Justin Brooks takes a water measurement at the base of a landslide at Brighton Beach. The University of Washington graduate student is hoping to figure out just what caused the slide and others.

A University of Washington researcher is hunting for answers about last year’s landslides in Old Clinton, and he’s looking for the community’s help.

Justin Brooks, a graduate student with the university’s Earth and Space Sciences, applied geoscience masters program, is studying the series of slides that destroyed or damaged several cabins on Campers Row Walk in 2014 and 2015. He’s got a hunch that the events’ triggers were more complex than the old “lots of rain” explanation, and that understanding the circumstances better will not only further scientists’ knowledge about how and why landslides occur, but may also help predict future movements.

“Landslides affect all the bluff areas throughout Puget Sound,” Brooks said. “It would be nice to come up with some kind of warning so there are no fatalities.”

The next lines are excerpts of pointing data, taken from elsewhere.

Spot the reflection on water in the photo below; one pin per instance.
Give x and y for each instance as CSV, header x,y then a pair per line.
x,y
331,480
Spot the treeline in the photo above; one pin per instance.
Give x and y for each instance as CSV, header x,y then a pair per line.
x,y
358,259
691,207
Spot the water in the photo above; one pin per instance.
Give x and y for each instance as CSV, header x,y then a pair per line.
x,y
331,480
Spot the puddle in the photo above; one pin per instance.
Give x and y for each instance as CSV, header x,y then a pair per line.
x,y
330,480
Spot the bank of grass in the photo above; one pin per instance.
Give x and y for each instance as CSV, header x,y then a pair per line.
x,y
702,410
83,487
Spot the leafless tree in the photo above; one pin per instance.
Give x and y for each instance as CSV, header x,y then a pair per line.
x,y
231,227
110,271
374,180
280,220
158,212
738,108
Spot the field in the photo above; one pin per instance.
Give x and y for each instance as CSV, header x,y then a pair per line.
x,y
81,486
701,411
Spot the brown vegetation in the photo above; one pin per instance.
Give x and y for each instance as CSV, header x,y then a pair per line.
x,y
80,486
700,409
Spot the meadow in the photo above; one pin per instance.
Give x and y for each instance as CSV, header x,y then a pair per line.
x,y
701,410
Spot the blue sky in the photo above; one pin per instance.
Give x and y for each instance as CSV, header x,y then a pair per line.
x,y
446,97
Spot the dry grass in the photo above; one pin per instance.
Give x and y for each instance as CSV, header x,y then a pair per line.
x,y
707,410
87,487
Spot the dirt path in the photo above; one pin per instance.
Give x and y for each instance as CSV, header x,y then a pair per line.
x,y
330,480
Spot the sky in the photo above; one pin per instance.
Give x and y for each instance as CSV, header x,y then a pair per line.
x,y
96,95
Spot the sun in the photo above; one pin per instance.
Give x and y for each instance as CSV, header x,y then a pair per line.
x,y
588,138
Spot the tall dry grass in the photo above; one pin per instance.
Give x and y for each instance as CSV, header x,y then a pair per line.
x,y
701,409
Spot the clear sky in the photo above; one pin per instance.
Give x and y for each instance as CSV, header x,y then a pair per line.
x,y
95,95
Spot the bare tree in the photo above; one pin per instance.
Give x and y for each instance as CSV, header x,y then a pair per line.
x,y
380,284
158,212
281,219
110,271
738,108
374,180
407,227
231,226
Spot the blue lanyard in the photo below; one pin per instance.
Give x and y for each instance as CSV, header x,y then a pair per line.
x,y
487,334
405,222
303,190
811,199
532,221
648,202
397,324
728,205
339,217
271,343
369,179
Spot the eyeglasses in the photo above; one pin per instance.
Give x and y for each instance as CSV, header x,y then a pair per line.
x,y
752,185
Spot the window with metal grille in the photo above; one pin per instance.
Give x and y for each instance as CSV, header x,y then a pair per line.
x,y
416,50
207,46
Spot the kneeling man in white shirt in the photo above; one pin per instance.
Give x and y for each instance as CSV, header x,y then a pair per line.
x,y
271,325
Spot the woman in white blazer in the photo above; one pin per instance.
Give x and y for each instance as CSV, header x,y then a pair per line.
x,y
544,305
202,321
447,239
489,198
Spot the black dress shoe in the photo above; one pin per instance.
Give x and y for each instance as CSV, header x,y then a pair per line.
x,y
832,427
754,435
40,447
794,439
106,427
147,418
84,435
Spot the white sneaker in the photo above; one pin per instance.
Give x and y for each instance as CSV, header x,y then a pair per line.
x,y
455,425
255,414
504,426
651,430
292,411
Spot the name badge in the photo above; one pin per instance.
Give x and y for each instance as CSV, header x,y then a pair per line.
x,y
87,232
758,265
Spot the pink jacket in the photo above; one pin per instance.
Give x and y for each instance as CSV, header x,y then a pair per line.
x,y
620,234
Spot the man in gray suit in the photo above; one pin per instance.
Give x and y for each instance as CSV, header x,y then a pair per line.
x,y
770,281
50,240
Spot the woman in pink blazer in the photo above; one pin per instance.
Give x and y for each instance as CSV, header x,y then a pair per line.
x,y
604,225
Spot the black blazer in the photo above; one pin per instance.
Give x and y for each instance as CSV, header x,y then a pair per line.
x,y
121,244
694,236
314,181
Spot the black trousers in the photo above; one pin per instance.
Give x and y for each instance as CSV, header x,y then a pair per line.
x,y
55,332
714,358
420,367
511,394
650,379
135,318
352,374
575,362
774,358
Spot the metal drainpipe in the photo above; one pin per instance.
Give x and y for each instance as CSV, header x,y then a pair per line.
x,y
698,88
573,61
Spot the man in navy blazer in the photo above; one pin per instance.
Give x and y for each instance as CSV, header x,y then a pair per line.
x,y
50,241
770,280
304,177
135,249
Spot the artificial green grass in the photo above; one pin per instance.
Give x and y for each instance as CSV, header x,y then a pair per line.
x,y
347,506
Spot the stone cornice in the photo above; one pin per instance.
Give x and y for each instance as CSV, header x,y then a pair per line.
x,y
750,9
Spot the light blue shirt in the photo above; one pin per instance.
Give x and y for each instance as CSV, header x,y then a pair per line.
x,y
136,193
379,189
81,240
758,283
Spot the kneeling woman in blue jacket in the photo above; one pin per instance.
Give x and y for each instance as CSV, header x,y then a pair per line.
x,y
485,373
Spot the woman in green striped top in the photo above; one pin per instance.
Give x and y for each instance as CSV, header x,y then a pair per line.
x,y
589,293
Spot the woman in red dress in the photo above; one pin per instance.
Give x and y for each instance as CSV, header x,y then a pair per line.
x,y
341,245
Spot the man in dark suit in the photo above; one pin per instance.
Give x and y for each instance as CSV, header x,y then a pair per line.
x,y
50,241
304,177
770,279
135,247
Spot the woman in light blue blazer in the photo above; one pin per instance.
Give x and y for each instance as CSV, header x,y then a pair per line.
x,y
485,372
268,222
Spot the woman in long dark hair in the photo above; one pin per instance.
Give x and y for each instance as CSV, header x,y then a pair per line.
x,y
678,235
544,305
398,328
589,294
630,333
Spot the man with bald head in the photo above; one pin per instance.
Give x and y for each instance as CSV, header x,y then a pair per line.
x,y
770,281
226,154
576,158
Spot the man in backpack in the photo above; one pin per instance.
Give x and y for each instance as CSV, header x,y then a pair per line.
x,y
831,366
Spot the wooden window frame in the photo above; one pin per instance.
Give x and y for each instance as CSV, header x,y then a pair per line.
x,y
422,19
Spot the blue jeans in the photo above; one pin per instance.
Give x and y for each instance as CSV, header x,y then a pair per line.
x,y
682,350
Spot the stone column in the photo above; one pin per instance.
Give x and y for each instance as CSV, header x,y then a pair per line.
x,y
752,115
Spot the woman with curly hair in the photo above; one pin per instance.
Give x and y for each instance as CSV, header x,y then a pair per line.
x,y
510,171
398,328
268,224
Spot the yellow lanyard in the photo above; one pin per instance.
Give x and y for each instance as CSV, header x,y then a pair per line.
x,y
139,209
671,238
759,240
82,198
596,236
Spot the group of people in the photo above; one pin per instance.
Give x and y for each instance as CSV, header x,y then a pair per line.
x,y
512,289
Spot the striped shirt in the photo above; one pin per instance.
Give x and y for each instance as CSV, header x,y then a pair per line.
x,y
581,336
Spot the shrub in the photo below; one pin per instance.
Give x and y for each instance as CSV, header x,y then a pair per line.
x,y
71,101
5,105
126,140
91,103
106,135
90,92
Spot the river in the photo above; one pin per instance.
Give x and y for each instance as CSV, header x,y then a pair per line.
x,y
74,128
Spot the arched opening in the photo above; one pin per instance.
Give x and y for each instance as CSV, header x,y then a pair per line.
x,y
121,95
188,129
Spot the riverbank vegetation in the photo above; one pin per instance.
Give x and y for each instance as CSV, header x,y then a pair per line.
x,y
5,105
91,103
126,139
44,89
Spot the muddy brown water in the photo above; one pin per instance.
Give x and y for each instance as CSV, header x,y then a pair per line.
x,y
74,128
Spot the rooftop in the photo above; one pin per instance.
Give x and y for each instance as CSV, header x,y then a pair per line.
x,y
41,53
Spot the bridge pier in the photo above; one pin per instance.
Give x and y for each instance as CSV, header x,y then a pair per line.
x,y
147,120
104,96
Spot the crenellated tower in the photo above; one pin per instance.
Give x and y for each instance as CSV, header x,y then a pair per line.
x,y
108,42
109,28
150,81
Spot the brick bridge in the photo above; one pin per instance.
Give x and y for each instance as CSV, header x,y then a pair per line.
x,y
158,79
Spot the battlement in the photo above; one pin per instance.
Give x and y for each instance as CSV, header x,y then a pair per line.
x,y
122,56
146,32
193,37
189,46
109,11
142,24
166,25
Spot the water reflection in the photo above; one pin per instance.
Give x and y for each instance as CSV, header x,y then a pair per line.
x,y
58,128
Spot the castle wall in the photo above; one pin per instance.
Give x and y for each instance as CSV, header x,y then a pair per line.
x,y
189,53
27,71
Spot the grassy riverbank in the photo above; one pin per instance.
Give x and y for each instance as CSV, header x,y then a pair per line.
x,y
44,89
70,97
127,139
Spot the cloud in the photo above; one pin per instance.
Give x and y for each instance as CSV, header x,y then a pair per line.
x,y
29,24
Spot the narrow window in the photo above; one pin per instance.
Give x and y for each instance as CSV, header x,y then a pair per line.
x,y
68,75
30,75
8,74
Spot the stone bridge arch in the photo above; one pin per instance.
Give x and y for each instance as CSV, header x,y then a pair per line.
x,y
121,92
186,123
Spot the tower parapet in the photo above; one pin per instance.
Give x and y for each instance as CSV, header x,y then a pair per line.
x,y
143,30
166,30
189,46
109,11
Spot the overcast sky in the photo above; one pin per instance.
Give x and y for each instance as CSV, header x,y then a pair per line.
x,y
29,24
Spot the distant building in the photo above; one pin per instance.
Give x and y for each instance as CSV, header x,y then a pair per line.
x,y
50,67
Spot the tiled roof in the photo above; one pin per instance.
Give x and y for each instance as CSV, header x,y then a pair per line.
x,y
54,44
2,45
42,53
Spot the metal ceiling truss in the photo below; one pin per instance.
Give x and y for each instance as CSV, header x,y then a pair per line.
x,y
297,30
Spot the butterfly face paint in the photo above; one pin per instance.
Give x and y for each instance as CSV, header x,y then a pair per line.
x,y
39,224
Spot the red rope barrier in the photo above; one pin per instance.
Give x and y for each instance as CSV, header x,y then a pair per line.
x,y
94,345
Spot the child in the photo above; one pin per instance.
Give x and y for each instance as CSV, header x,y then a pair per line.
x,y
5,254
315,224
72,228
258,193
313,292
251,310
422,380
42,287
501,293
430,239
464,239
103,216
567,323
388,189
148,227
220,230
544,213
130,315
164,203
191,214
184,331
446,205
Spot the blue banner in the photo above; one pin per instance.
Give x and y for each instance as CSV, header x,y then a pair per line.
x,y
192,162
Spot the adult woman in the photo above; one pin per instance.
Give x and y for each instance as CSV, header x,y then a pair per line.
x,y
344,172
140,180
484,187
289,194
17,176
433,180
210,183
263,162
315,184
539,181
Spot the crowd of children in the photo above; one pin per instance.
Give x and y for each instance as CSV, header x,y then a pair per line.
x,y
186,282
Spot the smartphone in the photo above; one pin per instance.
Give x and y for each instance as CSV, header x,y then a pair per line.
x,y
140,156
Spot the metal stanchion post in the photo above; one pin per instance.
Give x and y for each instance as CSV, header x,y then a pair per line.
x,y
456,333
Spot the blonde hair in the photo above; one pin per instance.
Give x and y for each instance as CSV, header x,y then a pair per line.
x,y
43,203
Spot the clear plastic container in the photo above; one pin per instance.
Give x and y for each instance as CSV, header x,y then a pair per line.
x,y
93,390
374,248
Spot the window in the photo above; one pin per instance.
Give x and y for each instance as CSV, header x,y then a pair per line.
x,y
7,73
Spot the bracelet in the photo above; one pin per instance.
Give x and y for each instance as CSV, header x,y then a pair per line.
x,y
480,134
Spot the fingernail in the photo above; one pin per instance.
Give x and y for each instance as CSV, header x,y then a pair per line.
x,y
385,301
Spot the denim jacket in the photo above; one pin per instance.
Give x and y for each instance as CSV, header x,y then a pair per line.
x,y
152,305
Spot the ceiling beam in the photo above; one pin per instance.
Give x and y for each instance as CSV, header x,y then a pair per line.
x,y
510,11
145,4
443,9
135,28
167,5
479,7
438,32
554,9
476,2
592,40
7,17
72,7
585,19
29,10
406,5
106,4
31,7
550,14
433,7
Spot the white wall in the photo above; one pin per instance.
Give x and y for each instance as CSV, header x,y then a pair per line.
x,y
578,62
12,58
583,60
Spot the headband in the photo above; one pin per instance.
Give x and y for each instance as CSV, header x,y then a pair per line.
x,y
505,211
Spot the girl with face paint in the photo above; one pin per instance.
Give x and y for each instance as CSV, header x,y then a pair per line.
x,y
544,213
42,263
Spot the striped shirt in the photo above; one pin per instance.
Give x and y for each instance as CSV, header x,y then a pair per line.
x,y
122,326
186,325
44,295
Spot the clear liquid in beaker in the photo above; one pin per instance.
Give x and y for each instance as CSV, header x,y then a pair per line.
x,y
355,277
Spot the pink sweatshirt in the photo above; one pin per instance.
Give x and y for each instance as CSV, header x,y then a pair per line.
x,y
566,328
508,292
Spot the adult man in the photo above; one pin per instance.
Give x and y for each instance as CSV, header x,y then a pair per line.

His work is specific to Brighton Beach and the geology there, but Brooks’ findings could provide a framework for research in other landslide-prone areas throughout the region, according to Terry Swanson, a Whidbey geologist and principal lecturer at the University of Washington.

“It could serve as a template,” he said.

Swanson specializes in slope stability and is providing oversight of Brooks’ research.

The slides at Campers Row Walk, a walk-in shoreline community between Hastings and South Brighton Beach roads, occurred over a roughly two-month period. The first significant event happened in late December 2015, destroying one cabin and damaging another. Additional slides in February and March 2015 razed a boathouse and another cabin to the south. Finally, a fifth cabin was lost to a slide in the same area more than 20 years ago. The lot has remained vacant ever since.

The ultimate goal of the research is find out why the landslides occurred. To do so, Brooks said he’ll examine substrate geology, precipitation thresholds, development within the recharge area and other potential triggers. One of the big focuses is, of course, rain.

It’s no secret that landslides are often connected with heavy rainfall, but what’s less understood, according to Brooks and Swanson, is the amount and frequency of precipitation required to trigger an actual event. For example, late 2014 and early 2015 was a particularly wet winter but not the wettest.

“We’ve had much bigger precipitation events, so why now?” Swanson said.

The Brighton Beach landslides may have been subjected to a series of heavy rainfalls that occurred over a relatively short period of time, weeks or a month, rather than an entire season or even years. A bombardment may not have given the geology of the bluff — largely layers of sand and clay — the time it needed to drain. Boiled down, water trapped in the clay layer below the surface may have become overloaded, causing everything above it to collapse.

Determining how long the area needs to drain, or the time required between heavy rainfalls, could be the “smoking gun” for Brooks, Swanson said. And a trend may be just what’s needed to warn remaining beach residents that another slide is imminent.

“If they [conditions] follow a similar pattern, we can tell folks that if we have a [certain] sequence of events they should keep their eyes open,” Brooks said.

To determine if the hunch is correct, Brooks is measuring water that’s still pouring off the bluff. The stream drains over a bulkhead at the beach. The measuring procedure is simple, consisting only of a bucket and a stop watch.

“We’ve averaging about four gallons a minute,” Brook said.

He began in April and plans to continue into October, but he’s looking for a few extra hands. Brooks is hoping beach residents will step forward and help take measurements at least twice a day, but he’s also looking for any data about past events at Brighton Beach; locations, dates, times, the more specific the better. Precipitation logs or borehole/well log data would also be useful.